Erano circa le 8 del mattino quando un centinaio di terroristi hanno preso la strada sbagliata e si sono diretti verso il festival invece che verso Netivot. Spararono con i lanciarazzi contro un posto di blocco della polizia e proseguirono il loro cammino, dove incontrarono un carro armato dell'esercito di Be'eri, il cui personale era tutto morto, tranne l'autista, che riuscì a uccidere diversi aggressori, aiutato dalla polizia locale che circondava il carro armato. Il riparo del veicolo blindato e del personale armato ha lasciato libera la strada ai terroristi per raggiungere il festival, i quali, nell'arco di più di due ore, hanno massacrato 171 persone. Un elicottero da combattimento inviato nelle vicinanze ha avvistato i veicoli dei terroristi ma non ha sparato, non essendo stato informato della presenza dei partecipanti al festival. I primi soldati arrivarono sul posto poco prima di mezzogiorno: erano solo 11. Il sito non fu occupato prima delle 15:00 circa, dopo l'arrivo dei rinforzi. Secondo l'inchiesta, il fallimento dell'esercito risiede in tre ambiti: il fatto che le unità militari hanno dovuto combattere prima per proteggersi, il fallimento dei sistemi di intelligence e di comando e la mancanza di coordinamento tra polizia ed esercito.

 

I ripetuti rifiuti del governo di una commissione d'inchiesta statale

Nonostante le indagini dell'esercito e dei servizi segreti e nonostante le ripetute richieste dell'opposizione e delle famiglie delle vittime, Benjamin Netanyahu si rifiuta categoricamente di istituire una commissione statale d'inchiesta sul 7 ottobre.

Secondo la legge israeliana, tale commissione sarebbe formata dal Presidente della Corte Suprema e godrebbe di pieni poteri investigativi e di assoluta indipendenza dal governo.

- Il 17 luglio 2024, la Knesset ha respinto con 53 voti contro 51 un disegno di legge per istituire tale commissione.

- Nel dicembre 2024, il procuratore generale Gali Baharav-Miara ha raccomandato al governo di istituire una commissione, senza successo.

- il 21 gennaio 2025, un nuovo disegno di legge viene respinto dalla Knesset con 53 voti favorevoli e 45 contrari.

- Nel marzo 2025, il presidente israeliano Isaac Herzog e il presidente della Corte suprema Isaac Amit hanno siglato un compromesso per istituire una commissione, il cui scopo principale era consultare il giudice della Corte suprema Noam Sohlberg, un magistrato conservatore, sulla composizione della commissione.
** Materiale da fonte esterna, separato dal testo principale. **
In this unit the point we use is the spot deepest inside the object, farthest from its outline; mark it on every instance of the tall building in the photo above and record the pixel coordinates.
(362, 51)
L'obiettivo di questo compromesso era quello di rispondere alle preoccupazioni di Netanyahu circa la parzialità di tale commissione. Ma ciò non è bastato, poiché l'ufficio del Primo Ministro ha rilasciato una dichiarazione appena un'ora dopo l'annuncio del compromesso: "I cittadini hanno diritto a una vera commissione d'inchiesta, non a una commissione politicamente faziosa". Al che l'ex ministro della Difesa Benny Gantz ha risposto che il primo ministro "non sta cercando di avviare un'indagine sugli errori del 7 ottobre, sta piuttosto cercando di insabbiarli". L'ex Primo Ministro Naftali Bennett ha dichiarato che "il Presidente Herzog ha proposto un compromesso equilibrato e pertinente per l'istituzione di una commissione statale (...). Chiunque lo respinga cerca solo di evitare indagini, responsabilità e attribuzioni di responsabilità".